Los camelotitas somos despistados. Tenemos tantas cosas en la cabeza, estamos tan ocupados pensando en los peligros del caos exterior y en que sus habitantes vengan a nuestra ciudad, que no nos damos cuenta de saludar a nuestro vecino de rellano, a ese con el que te encuentras todos los días al salir de casa, al que ocupa siempre el mismo sitio en el parque, al que conoces de toda la vida.

Un día, después de muchas semanas sin verlo, caes en la cuenta de que ese sitio está vacío o que ya no oyes a los hijos de tus vecinos a través del tabique. Alegremente piensas que será que está ocupado, que se ha ido de vacaciones o que ha sido tan maleducado que se ha mudado de barrio sin despedirse, y continúas con tu rutina diaria.

Otro día, después de varios meses de su desaparición te encuentras con otro vecino que te cuenta medio susurrando que tu vecino desaparecido se ha ido de Camelot, que ahora vive permanentemente en el extramuros, que tiene una casita en el campo, apartado de la ciudad o que se le ve acudiendo a los mercados de otra villa vecina.

Nuestra primera reacción es de pesar, de lamento.
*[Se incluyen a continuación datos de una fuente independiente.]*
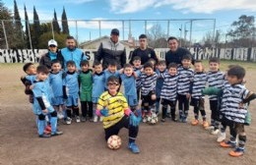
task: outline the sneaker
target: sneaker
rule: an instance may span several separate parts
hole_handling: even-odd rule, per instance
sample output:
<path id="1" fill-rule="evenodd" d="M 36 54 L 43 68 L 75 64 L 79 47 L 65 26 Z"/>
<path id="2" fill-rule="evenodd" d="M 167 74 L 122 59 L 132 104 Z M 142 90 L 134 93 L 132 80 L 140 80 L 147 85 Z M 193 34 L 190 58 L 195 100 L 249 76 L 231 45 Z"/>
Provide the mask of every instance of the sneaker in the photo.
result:
<path id="1" fill-rule="evenodd" d="M 198 121 L 197 119 L 195 119 L 195 120 L 193 120 L 193 121 L 191 122 L 191 124 L 192 124 L 192 126 L 196 126 L 196 125 L 199 124 L 199 121 Z"/>
<path id="2" fill-rule="evenodd" d="M 129 149 L 133 152 L 133 153 L 140 153 L 140 149 L 138 147 L 138 145 L 135 142 L 131 142 L 129 143 Z"/>
<path id="3" fill-rule="evenodd" d="M 244 153 L 244 148 L 242 148 L 242 147 L 237 147 L 237 148 L 235 148 L 234 150 L 231 150 L 231 151 L 229 152 L 229 155 L 230 155 L 230 156 L 233 156 L 233 157 L 239 157 L 239 156 L 242 156 L 243 153 Z"/>
<path id="4" fill-rule="evenodd" d="M 217 142 L 222 142 L 225 139 L 225 133 L 220 132 L 218 135 Z"/>
<path id="5" fill-rule="evenodd" d="M 223 146 L 223 147 L 235 147 L 236 146 L 236 142 L 235 141 L 231 141 L 231 140 L 223 141 L 223 142 L 221 142 L 221 146 Z"/>
<path id="6" fill-rule="evenodd" d="M 72 123 L 72 119 L 70 117 L 67 117 L 66 124 L 71 125 L 71 123 Z"/>

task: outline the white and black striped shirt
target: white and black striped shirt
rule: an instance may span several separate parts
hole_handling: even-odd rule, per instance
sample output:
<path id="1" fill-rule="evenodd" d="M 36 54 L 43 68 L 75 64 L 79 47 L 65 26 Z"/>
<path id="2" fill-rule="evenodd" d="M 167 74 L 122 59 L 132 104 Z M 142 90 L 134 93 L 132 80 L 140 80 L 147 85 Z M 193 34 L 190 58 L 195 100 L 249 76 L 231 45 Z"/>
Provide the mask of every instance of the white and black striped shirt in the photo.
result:
<path id="1" fill-rule="evenodd" d="M 193 98 L 204 98 L 202 94 L 202 89 L 206 87 L 207 83 L 207 74 L 206 73 L 194 73 L 192 93 Z"/>
<path id="2" fill-rule="evenodd" d="M 229 85 L 224 89 L 221 112 L 226 119 L 236 123 L 244 123 L 247 114 L 247 105 L 239 107 L 250 91 L 244 84 Z"/>
<path id="3" fill-rule="evenodd" d="M 193 79 L 194 71 L 190 68 L 185 69 L 182 66 L 177 69 L 178 71 L 178 94 L 186 95 L 189 93 L 191 81 Z"/>
<path id="4" fill-rule="evenodd" d="M 160 98 L 174 101 L 177 99 L 178 76 L 170 76 L 168 73 L 160 75 L 163 78 L 163 84 L 160 90 Z"/>
<path id="5" fill-rule="evenodd" d="M 223 88 L 224 83 L 224 74 L 221 71 L 207 73 L 209 87 Z M 217 95 L 210 95 L 210 100 L 217 100 Z"/>

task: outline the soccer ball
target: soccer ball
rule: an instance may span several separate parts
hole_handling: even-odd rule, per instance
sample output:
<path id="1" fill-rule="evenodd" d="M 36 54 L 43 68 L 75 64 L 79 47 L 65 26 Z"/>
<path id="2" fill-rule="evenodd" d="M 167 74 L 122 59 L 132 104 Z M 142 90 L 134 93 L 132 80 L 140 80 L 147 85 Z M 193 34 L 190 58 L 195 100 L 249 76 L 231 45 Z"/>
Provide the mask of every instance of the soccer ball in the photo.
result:
<path id="1" fill-rule="evenodd" d="M 118 136 L 111 136 L 108 138 L 107 139 L 107 146 L 110 148 L 110 149 L 118 149 L 121 147 L 121 144 L 122 144 L 122 141 L 121 141 L 121 138 L 120 137 Z"/>

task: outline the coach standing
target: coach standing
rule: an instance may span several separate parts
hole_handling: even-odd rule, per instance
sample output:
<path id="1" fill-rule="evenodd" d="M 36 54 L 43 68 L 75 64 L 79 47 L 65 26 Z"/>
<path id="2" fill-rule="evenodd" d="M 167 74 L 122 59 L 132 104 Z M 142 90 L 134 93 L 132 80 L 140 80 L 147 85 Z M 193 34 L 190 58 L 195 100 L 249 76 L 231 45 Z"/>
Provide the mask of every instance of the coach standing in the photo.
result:
<path id="1" fill-rule="evenodd" d="M 148 47 L 148 39 L 146 34 L 141 34 L 139 36 L 139 43 L 140 47 L 135 49 L 132 53 L 132 57 L 130 60 L 130 64 L 132 64 L 133 58 L 135 56 L 141 57 L 141 64 L 144 65 L 147 63 L 151 58 L 156 61 L 158 64 L 159 60 L 157 58 L 156 52 L 154 49 Z"/>
<path id="2" fill-rule="evenodd" d="M 97 53 L 95 55 L 95 61 L 102 60 L 103 69 L 107 68 L 109 61 L 117 62 L 117 69 L 123 68 L 126 63 L 126 51 L 122 43 L 119 42 L 119 30 L 113 28 L 111 30 L 110 39 L 102 41 L 98 47 Z"/>
<path id="3" fill-rule="evenodd" d="M 166 66 L 168 66 L 169 63 L 176 63 L 180 65 L 182 61 L 182 57 L 187 54 L 191 56 L 192 64 L 194 64 L 194 58 L 192 57 L 189 50 L 182 47 L 178 47 L 178 40 L 176 37 L 170 36 L 168 38 L 168 45 L 169 45 L 169 51 L 167 51 L 165 54 Z"/>

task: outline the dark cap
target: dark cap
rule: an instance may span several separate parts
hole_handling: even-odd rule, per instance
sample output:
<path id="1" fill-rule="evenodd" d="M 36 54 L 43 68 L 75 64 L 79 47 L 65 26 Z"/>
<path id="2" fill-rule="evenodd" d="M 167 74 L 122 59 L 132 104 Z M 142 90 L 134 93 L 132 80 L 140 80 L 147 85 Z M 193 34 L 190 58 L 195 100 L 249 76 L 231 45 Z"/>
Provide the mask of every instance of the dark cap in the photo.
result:
<path id="1" fill-rule="evenodd" d="M 116 34 L 116 35 L 119 35 L 119 30 L 117 28 L 113 28 L 111 30 L 111 34 Z"/>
Nos entristece haber perdido a un vecino, pero claro, si ha decidido salir de la ciudad es porque no había asimilado verdaderamente el ideal y el espíritu de Camelot en su corazón… El Fundador nos hizo libres de aceptar o rechazar su plan para nosotros, y si ha decidido abandonar Camelot es su problema. Luego, en el fondo (pero que no se nos note), nos sentimos aliviados de que una persona, que no estuviera plenamente convencida y de acuerdo con nuestros principios, nos deje. En el fondo (pero que no se nos note), nos alegramos de habernos librado de vete tú a saber qué problemas que hubiera planteado al resto de la ciudadanía.

Ni siquiera nos planteamos qué ha pasado por su cabeza para tomar esa decisión.
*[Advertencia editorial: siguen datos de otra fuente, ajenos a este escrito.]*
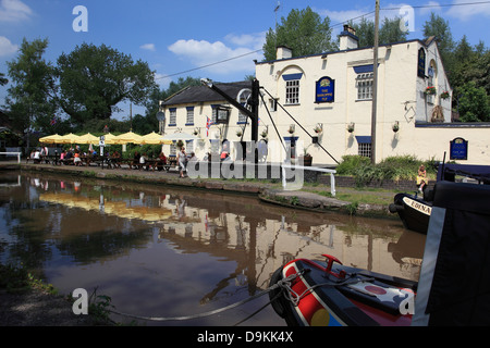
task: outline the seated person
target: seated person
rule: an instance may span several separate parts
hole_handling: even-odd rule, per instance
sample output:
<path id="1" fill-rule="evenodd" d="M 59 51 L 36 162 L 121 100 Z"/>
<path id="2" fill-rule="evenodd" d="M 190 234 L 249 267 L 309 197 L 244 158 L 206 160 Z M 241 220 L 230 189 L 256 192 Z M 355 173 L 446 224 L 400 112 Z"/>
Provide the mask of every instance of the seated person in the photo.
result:
<path id="1" fill-rule="evenodd" d="M 163 170 L 163 165 L 166 164 L 167 164 L 167 157 L 163 153 L 163 151 L 161 151 L 160 154 L 158 156 L 157 169 L 161 171 Z"/>
<path id="2" fill-rule="evenodd" d="M 142 156 L 139 154 L 139 152 L 138 151 L 135 151 L 134 152 L 134 157 L 133 157 L 133 165 L 134 165 L 134 167 L 137 170 L 138 169 L 138 166 L 139 166 L 139 158 L 140 158 Z"/>
<path id="3" fill-rule="evenodd" d="M 118 150 L 115 150 L 114 152 L 112 152 L 111 159 L 110 159 L 110 163 L 114 166 L 114 167 L 121 167 L 121 154 L 118 152 Z"/>
<path id="4" fill-rule="evenodd" d="M 82 159 L 79 158 L 79 151 L 75 150 L 75 158 L 73 159 L 75 165 L 82 165 Z"/>
<path id="5" fill-rule="evenodd" d="M 34 151 L 34 163 L 40 163 L 40 151 L 38 149 L 36 149 L 36 151 Z"/>
<path id="6" fill-rule="evenodd" d="M 426 172 L 426 167 L 424 166 L 424 164 L 421 164 L 418 169 L 418 173 L 417 173 L 417 186 L 418 186 L 418 190 L 420 192 L 422 192 L 426 187 L 427 187 L 427 172 Z"/>
<path id="7" fill-rule="evenodd" d="M 146 153 L 143 153 L 139 157 L 139 169 L 144 167 L 146 163 Z M 146 166 L 146 170 L 148 171 L 148 165 Z"/>

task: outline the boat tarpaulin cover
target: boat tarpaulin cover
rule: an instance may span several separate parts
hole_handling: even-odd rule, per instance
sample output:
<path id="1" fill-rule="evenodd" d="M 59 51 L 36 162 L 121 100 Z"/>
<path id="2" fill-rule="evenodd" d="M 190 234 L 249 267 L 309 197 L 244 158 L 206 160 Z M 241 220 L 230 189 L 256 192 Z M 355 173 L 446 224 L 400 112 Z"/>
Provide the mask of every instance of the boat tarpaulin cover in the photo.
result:
<path id="1" fill-rule="evenodd" d="M 442 163 L 438 169 L 438 181 L 454 182 L 456 175 L 473 177 L 490 184 L 490 165 Z"/>
<path id="2" fill-rule="evenodd" d="M 490 186 L 437 183 L 414 325 L 490 325 Z"/>

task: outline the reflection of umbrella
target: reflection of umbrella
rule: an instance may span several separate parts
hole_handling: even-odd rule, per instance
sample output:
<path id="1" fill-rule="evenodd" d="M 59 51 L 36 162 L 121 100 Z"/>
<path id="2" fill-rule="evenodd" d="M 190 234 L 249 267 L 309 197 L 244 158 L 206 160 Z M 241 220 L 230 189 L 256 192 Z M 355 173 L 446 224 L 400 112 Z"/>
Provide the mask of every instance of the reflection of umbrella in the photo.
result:
<path id="1" fill-rule="evenodd" d="M 48 135 L 46 137 L 39 138 L 40 142 L 45 144 L 58 144 L 58 140 L 62 138 L 59 134 Z"/>
<path id="2" fill-rule="evenodd" d="M 198 140 L 199 138 L 196 137 L 195 135 L 191 135 L 191 134 L 181 132 L 181 133 L 164 135 L 162 139 L 175 141 L 175 140 Z"/>
<path id="3" fill-rule="evenodd" d="M 58 144 L 75 144 L 78 142 L 79 137 L 73 133 L 63 135 L 59 140 Z"/>
<path id="4" fill-rule="evenodd" d="M 39 199 L 50 203 L 61 203 L 70 208 L 101 210 L 100 199 L 74 196 L 69 194 L 41 194 Z M 126 201 L 103 201 L 103 212 L 125 219 L 140 219 L 149 222 L 161 222 L 172 216 L 172 211 L 160 207 L 131 207 Z"/>
<path id="5" fill-rule="evenodd" d="M 114 144 L 127 144 L 127 142 L 142 144 L 143 137 L 140 135 L 137 135 L 136 133 L 127 132 L 115 136 L 114 141 L 115 141 Z"/>
<path id="6" fill-rule="evenodd" d="M 172 144 L 172 140 L 164 140 L 160 134 L 151 132 L 143 136 L 142 144 Z"/>
<path id="7" fill-rule="evenodd" d="M 99 144 L 99 138 L 96 137 L 95 135 L 91 135 L 90 133 L 81 135 L 78 137 L 78 144 L 91 144 L 91 145 L 98 145 Z"/>

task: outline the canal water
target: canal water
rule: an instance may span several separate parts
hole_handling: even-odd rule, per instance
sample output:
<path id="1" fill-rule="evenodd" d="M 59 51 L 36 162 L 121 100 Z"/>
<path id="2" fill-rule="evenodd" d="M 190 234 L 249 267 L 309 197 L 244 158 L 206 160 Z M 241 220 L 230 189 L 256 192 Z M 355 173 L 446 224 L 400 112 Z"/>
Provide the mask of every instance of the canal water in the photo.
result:
<path id="1" fill-rule="evenodd" d="M 84 288 L 109 296 L 115 311 L 138 316 L 230 306 L 267 289 L 285 262 L 323 253 L 418 281 L 424 244 L 397 220 L 313 213 L 207 190 L 0 173 L 0 262 L 22 263 L 61 294 Z M 267 302 L 262 296 L 207 318 L 138 323 L 231 326 Z M 284 322 L 268 306 L 243 325 Z"/>

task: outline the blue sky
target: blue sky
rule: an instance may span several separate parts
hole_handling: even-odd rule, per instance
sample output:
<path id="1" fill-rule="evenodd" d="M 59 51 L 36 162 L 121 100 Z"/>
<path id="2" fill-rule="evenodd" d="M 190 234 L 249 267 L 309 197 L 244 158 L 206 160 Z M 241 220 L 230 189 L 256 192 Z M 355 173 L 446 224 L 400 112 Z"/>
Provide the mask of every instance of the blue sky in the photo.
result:
<path id="1" fill-rule="evenodd" d="M 54 64 L 62 52 L 70 53 L 77 45 L 105 44 L 148 62 L 161 88 L 186 76 L 236 82 L 254 74 L 253 60 L 262 59 L 267 30 L 292 9 L 309 5 L 322 17 L 328 15 L 336 35 L 351 18 L 366 14 L 373 21 L 376 1 L 279 3 L 274 12 L 278 0 L 0 0 L 0 72 L 7 75 L 5 62 L 16 58 L 23 38 L 48 38 L 45 58 Z M 461 3 L 471 4 L 457 5 Z M 73 29 L 79 15 L 73 14 L 77 5 L 87 10 L 87 32 Z M 466 35 L 471 45 L 482 40 L 490 46 L 490 1 L 381 0 L 381 18 L 399 15 L 403 5 L 414 9 L 409 39 L 422 38 L 422 26 L 433 11 L 449 21 L 455 40 Z M 0 105 L 7 87 L 0 87 Z M 122 115 L 128 114 L 128 107 L 123 109 Z M 134 105 L 133 113 L 138 112 L 144 109 Z"/>

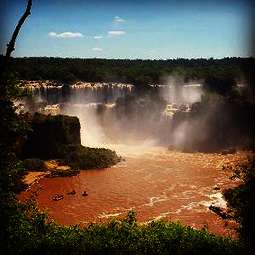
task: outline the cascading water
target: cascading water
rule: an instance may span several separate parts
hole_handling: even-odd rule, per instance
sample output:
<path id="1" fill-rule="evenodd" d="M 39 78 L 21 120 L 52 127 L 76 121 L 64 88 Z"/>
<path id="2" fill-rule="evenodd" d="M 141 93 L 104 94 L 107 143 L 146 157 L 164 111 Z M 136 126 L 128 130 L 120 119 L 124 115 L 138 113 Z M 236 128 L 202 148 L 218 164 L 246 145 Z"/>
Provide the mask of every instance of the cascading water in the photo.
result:
<path id="1" fill-rule="evenodd" d="M 69 89 L 66 97 L 61 94 L 59 101 L 54 101 L 58 113 L 79 117 L 83 145 L 115 149 L 125 161 L 109 169 L 81 171 L 70 178 L 41 179 L 38 202 L 41 208 L 49 209 L 50 217 L 63 224 L 86 224 L 122 217 L 134 209 L 141 222 L 180 220 L 198 228 L 207 225 L 219 234 L 231 231 L 208 207 L 225 206 L 219 189 L 230 187 L 232 182 L 220 165 L 243 155 L 181 153 L 158 147 L 160 138 L 169 144 L 168 125 L 181 104 L 186 105 L 181 112 L 189 112 L 187 104 L 200 99 L 199 85 L 183 86 L 172 98 L 165 95 L 170 101 L 154 95 L 134 97 L 129 84 L 80 83 Z M 159 94 L 173 91 L 170 86 L 158 89 Z M 51 89 L 46 91 L 40 94 L 43 100 L 52 98 Z M 185 130 L 179 131 L 176 138 L 185 142 Z M 34 185 L 32 191 L 37 188 Z M 66 195 L 71 190 L 76 195 Z M 84 190 L 86 198 L 81 195 Z M 29 192 L 22 193 L 21 199 Z M 56 193 L 64 199 L 53 201 Z"/>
La situación se complica cuando el vecino desaparecido era de esos de toda la vida. Para los vecinos recién llegados pletóricos de ilusión por Camelot eso se debe a que, como ya había nacido dentro de la ciudad, vivía en Camelot por pura comodidad, no por convencimiento propio. Para algunos vecinos de toda la vida y algunos Caballeros Gobernantes era algo que se veía venir porque no hacía más que quejarse de todo.

Pero todavía queda un tercer grupo de vecinos que siente una profunda tristeza porque recuerdan los tiempos en los que el vecino desaparecido participaba con ilusión y entusiasmo en la vida de la ciudad. Recuerdan las conversaciones largas e intensas sobre cómo el ideal de Camelot se plasma en el Documento Fundacional y hacen recuento de oraciones compartidas, de risas provocadas y de tardes al sol.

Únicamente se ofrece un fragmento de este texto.